$C^{12}_{x} + C^{12}_{x+1} = C^{13}_{2x}$
I did find by brute force the solutions $n=1$ and $n=4$, through the inequalities $2x \le 13, x \ge 0 \implies x \in \{0,1,2,3,4,5,6\}$
But is there a more analytical way to solve this?

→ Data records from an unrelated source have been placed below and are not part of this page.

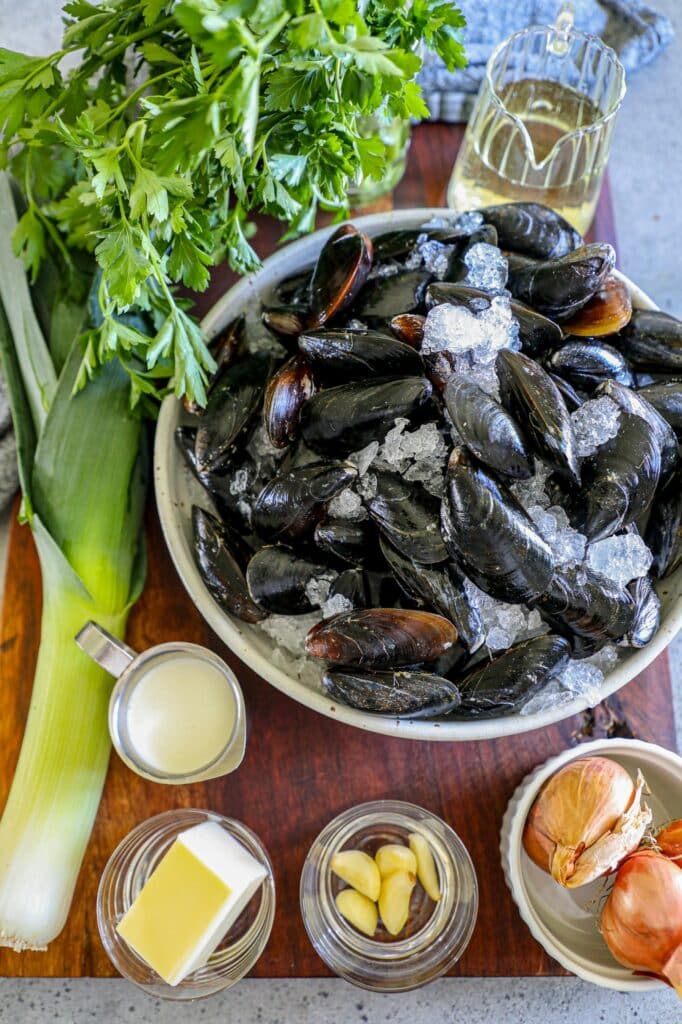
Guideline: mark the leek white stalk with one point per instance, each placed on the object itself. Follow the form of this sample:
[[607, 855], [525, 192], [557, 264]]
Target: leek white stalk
[[83, 488]]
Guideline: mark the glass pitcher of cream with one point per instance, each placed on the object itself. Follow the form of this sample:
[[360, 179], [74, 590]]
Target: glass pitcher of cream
[[176, 713], [542, 125]]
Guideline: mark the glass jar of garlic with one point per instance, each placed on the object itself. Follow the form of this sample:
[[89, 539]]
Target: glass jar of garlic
[[390, 921]]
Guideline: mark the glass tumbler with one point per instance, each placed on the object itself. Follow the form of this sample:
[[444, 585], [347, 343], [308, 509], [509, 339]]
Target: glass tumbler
[[542, 125]]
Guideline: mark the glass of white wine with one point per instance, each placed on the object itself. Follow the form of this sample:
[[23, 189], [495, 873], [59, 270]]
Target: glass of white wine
[[541, 129]]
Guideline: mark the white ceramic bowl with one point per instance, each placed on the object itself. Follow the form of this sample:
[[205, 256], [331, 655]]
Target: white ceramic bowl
[[563, 921], [176, 489]]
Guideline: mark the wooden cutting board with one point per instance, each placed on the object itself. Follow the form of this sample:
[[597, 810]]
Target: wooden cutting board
[[300, 768]]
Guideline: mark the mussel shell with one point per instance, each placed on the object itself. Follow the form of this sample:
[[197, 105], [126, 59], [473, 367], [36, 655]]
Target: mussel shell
[[219, 568], [587, 364], [278, 577], [580, 602], [353, 543], [664, 530], [505, 684], [291, 504], [231, 404], [338, 356], [286, 393], [409, 328], [607, 311], [367, 588], [652, 340], [667, 399], [487, 429], [619, 480], [408, 515], [533, 398], [537, 333], [342, 268], [560, 287], [636, 403], [491, 536], [381, 638], [417, 694], [533, 229], [381, 297], [345, 419], [441, 589], [647, 612]]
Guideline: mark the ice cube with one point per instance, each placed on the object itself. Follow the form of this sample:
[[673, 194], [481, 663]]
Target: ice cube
[[316, 589], [594, 423], [620, 558], [486, 267], [346, 505]]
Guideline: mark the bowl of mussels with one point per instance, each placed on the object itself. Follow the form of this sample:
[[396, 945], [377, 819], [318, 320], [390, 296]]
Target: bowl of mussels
[[435, 489]]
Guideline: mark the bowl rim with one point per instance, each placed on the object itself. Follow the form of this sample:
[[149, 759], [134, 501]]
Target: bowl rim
[[511, 851], [285, 261]]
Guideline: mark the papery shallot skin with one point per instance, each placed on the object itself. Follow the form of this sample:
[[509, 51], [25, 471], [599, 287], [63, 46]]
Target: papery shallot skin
[[641, 921], [585, 821]]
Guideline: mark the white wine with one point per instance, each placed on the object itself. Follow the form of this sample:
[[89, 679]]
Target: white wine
[[494, 165]]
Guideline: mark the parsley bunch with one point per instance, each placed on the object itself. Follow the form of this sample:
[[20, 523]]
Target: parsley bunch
[[183, 117]]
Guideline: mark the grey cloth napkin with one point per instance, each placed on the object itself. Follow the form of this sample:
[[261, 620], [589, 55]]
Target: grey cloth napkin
[[635, 31]]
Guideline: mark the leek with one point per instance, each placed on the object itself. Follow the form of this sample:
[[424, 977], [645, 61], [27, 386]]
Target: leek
[[82, 476]]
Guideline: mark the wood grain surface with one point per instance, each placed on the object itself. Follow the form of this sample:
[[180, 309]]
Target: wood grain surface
[[300, 768]]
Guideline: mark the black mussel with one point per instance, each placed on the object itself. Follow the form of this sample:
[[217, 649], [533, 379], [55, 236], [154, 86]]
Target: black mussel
[[338, 356], [398, 244], [441, 589], [491, 536], [383, 295], [580, 602], [534, 399], [487, 429], [342, 268], [636, 403], [345, 419], [291, 504], [619, 480], [231, 404], [286, 393], [664, 530], [560, 287], [367, 588], [568, 393], [667, 399], [279, 580], [381, 638], [408, 515], [219, 568], [587, 364], [533, 229], [505, 684], [647, 612], [418, 694], [409, 328], [651, 340], [295, 290], [286, 322], [538, 334], [607, 311], [351, 542]]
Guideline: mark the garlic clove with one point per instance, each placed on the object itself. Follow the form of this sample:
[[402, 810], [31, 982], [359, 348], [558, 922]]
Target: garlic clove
[[359, 870], [394, 900], [426, 869], [358, 910], [395, 857]]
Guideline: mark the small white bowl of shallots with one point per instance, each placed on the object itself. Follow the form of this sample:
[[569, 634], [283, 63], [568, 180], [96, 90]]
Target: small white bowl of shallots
[[592, 852]]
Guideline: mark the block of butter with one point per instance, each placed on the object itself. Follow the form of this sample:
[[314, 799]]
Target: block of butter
[[190, 900]]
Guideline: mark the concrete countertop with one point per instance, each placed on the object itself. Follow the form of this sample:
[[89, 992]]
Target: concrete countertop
[[645, 166]]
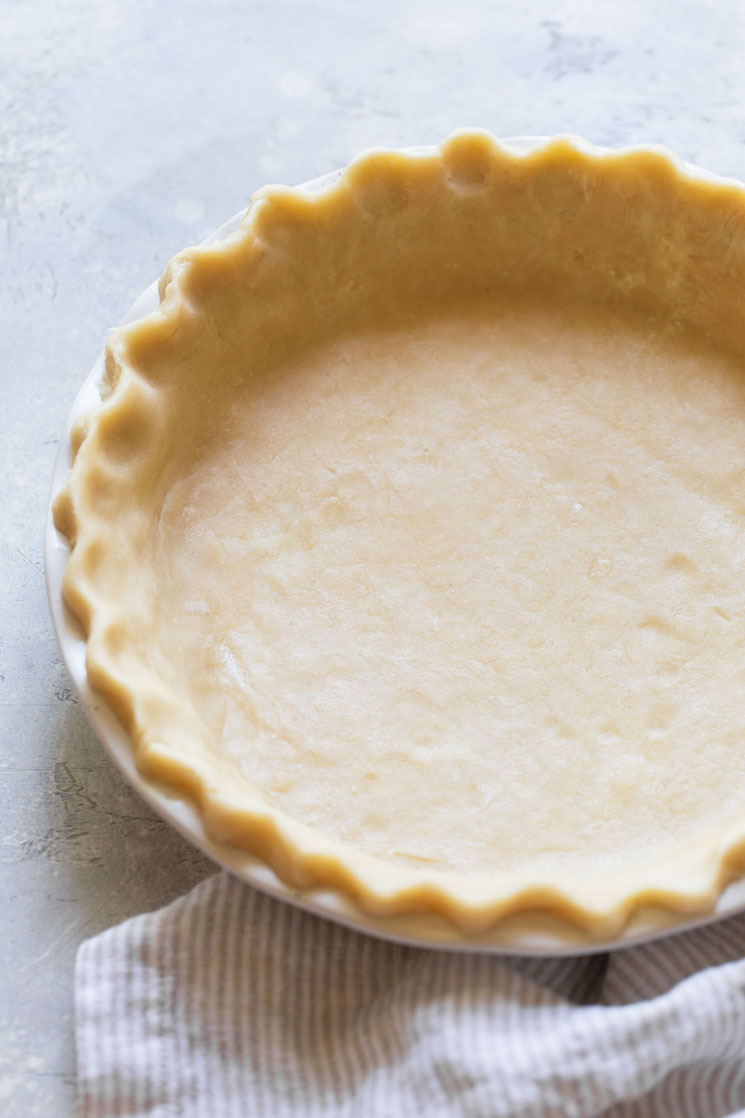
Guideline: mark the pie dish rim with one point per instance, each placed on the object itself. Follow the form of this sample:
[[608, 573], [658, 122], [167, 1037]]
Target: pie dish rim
[[533, 932]]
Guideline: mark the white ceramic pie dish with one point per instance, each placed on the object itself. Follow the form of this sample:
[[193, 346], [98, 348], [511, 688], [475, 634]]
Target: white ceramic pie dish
[[527, 934]]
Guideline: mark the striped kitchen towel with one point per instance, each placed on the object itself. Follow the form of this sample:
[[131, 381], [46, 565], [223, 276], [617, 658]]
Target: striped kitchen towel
[[228, 1004]]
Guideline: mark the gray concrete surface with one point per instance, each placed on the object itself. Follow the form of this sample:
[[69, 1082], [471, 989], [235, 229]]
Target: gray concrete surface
[[129, 129]]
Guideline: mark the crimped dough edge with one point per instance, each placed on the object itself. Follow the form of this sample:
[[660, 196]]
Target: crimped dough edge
[[123, 434]]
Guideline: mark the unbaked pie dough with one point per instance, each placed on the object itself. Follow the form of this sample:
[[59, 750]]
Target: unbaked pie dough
[[408, 538]]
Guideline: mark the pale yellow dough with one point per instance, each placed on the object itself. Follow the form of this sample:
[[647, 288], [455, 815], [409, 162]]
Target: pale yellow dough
[[409, 536]]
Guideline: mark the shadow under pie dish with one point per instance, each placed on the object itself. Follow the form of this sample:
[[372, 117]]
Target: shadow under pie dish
[[406, 537]]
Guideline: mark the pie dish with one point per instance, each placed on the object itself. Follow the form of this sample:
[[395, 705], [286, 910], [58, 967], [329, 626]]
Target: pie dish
[[406, 536]]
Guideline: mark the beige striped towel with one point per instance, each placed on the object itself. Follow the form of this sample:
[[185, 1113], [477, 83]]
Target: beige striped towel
[[228, 1004]]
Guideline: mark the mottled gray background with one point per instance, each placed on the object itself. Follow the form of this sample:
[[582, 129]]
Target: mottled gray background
[[129, 129]]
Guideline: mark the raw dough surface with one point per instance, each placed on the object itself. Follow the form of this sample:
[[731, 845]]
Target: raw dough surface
[[470, 587], [408, 536]]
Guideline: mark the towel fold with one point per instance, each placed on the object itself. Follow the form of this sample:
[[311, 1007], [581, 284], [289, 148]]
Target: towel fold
[[229, 1004]]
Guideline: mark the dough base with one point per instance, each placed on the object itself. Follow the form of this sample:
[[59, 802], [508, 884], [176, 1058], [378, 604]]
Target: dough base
[[407, 537], [469, 590]]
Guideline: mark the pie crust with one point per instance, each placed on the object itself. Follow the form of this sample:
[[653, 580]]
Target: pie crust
[[406, 537]]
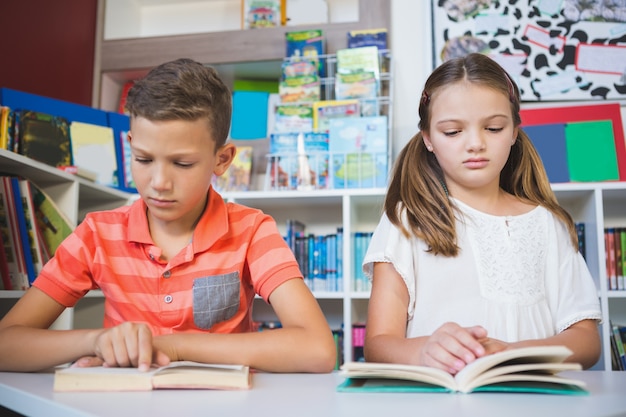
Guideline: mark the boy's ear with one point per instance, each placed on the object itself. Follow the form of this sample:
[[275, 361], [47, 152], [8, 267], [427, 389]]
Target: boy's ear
[[224, 156]]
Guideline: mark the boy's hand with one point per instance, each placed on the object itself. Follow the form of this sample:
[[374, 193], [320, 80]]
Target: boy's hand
[[125, 345], [451, 347]]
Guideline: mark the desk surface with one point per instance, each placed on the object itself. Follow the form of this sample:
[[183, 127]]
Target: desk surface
[[290, 395]]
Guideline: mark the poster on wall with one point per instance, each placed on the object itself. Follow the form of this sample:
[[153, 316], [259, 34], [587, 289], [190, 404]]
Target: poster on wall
[[555, 50]]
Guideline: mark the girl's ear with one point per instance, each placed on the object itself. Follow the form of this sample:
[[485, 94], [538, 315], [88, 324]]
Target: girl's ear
[[224, 157]]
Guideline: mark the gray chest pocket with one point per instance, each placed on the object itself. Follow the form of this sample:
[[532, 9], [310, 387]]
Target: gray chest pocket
[[215, 299]]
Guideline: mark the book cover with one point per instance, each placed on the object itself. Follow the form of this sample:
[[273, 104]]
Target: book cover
[[355, 60], [532, 369], [297, 161], [44, 138], [237, 176], [359, 152], [551, 144], [367, 37], [93, 149], [17, 225], [5, 276], [307, 45], [325, 111], [249, 118], [176, 375], [581, 113], [32, 231], [258, 14], [621, 351], [299, 83], [52, 222], [13, 279], [293, 118], [5, 112], [591, 163]]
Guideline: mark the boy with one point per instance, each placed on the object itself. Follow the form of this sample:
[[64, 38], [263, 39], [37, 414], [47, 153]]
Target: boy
[[179, 268]]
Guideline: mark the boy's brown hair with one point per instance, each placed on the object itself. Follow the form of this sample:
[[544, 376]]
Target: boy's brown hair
[[417, 190], [183, 89]]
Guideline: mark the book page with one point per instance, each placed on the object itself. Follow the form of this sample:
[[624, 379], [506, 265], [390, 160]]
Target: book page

Here is my attempt:
$C^{12}_{x} + C^{12}_{x+1} = C^{13}_{2x}$
$C^{13}_{x+1} = C^{13}_{2x}$
$\dfrac{13!}{(x+1)!(13-x-1)!}=\dfrac{13!}{(2x)!(13-2x)!}$
$\dfrac{(2x)!}{(x+1)!}=\dfrac{(13-x-1)!}{(13-2x)!}$
$\dfrac{(2x)(2x-1)...(2x-x)(2x-(x-1))!}{(x+1)!}=\dfrac{(13-x-1)!}{(13-2x)!}$
$(2x)(2x-1)...x=\dfrac{(13-x-1)(13-x-2)...(13-x-(x+1))(13-2x)!}{(13-2x)!}$
$(2x)(2x-1)...x=(13-x-1)(13-x-2)...(13-2x+1)$
Wolfram says these products can be written in terms of Pochhammer symbols as:
$x(x+1)_{x} = \dfrac{2(x-6)(13-2x)_{x+1}}{x-13}$
But I have no idea how to solve this.
Also, is by numerical methods the only way to get the non-natural solutions $-9,-8,-7,-6,-5,-4,-3,-2$ ?
Thanks.
Using the property
On the LHS, with $n=12,r=x+1$ you have $$C^{13}_{x+1}=C^{13}_{2x}$$ You now have either $x+1=2x$ or $2x+(x+1)=13$.
From here, it's fairly easy to get $x=1,4$.